Friday, June 2, 2017

Logic Level MOSFETs, IRL or IRF?

If you need to switch a dc load, a MOSFET is a very useful component. Typically carrying much more current than a standard transistor, and better performance characteristics, like a high impedance gate that draws very little current. BJT's are current driven devices, MOSFETs are voltage driven devices.

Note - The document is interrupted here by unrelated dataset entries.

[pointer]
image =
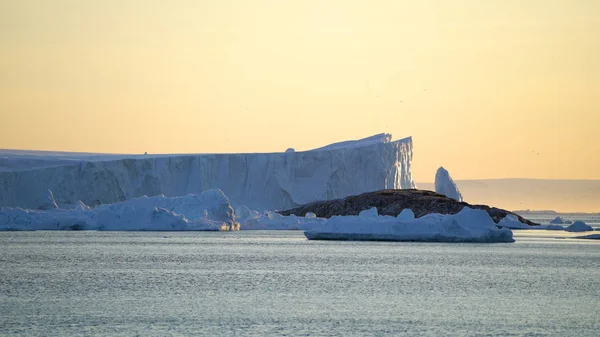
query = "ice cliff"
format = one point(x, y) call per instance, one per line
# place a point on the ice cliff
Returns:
point(209, 210)
point(258, 180)
point(446, 186)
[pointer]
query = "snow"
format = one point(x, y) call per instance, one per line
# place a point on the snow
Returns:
point(209, 210)
point(369, 213)
point(446, 186)
point(310, 215)
point(406, 214)
point(512, 222)
point(560, 221)
point(274, 221)
point(554, 227)
point(589, 237)
point(469, 225)
point(579, 226)
point(257, 180)
point(46, 201)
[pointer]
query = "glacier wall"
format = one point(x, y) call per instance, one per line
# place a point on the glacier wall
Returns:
point(260, 181)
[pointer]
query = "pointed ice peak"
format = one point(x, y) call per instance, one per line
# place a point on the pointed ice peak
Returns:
point(445, 185)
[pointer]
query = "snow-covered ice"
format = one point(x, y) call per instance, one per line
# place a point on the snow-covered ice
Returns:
point(406, 214)
point(258, 180)
point(512, 222)
point(560, 221)
point(209, 210)
point(469, 225)
point(579, 226)
point(589, 237)
point(446, 186)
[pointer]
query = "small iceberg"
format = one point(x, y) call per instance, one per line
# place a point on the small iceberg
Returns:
point(579, 226)
point(469, 225)
point(560, 221)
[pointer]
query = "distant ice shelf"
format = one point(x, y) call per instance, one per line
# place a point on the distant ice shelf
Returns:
point(258, 180)
point(208, 211)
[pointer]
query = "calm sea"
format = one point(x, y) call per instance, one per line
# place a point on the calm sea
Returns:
point(277, 283)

Not all MOSFETs are the same, and too many Arduino sites show the IRF series MOSFET. The IRF series require 10v (VGS = 10.0 V) at the gate to fully open at anywhere near rated loads, so we use the IRL series. Any logic level N-Channel MOSFET (VGS = 5.0 V) will work, and look for the lowest RDS(on) (Ω) resistance you can practically find, to limit heat buildup. Connect your DC load between + and the Drain (D) of the MOSFET. Connect the MOSFET Source (S) to ground, or negative terminal of your voltage source. We add two resistors, a 10k Ohm from the MOSFET Gate (G) to ground to ensure turnoff when Gate signal is removed, and a 125 Ohm resistor between the Arduino output and the MOSFET Gate (G). This protects the Arduino pin from too much current draw. The value is determined by the voltage of the Arduino pin (5v) divided by the max current we want to allow (40ma). The IRL540 shown has a built in snubber diode that prevents motor flyback from damaging the MOSFET or Arduino. The Arduino sends a HIGH signal to turn on the MOSFET, a LOW to turn it off, and can also use PWM (analogWrite on an appropriate pin) to control motor speed, lamp brightness, etc.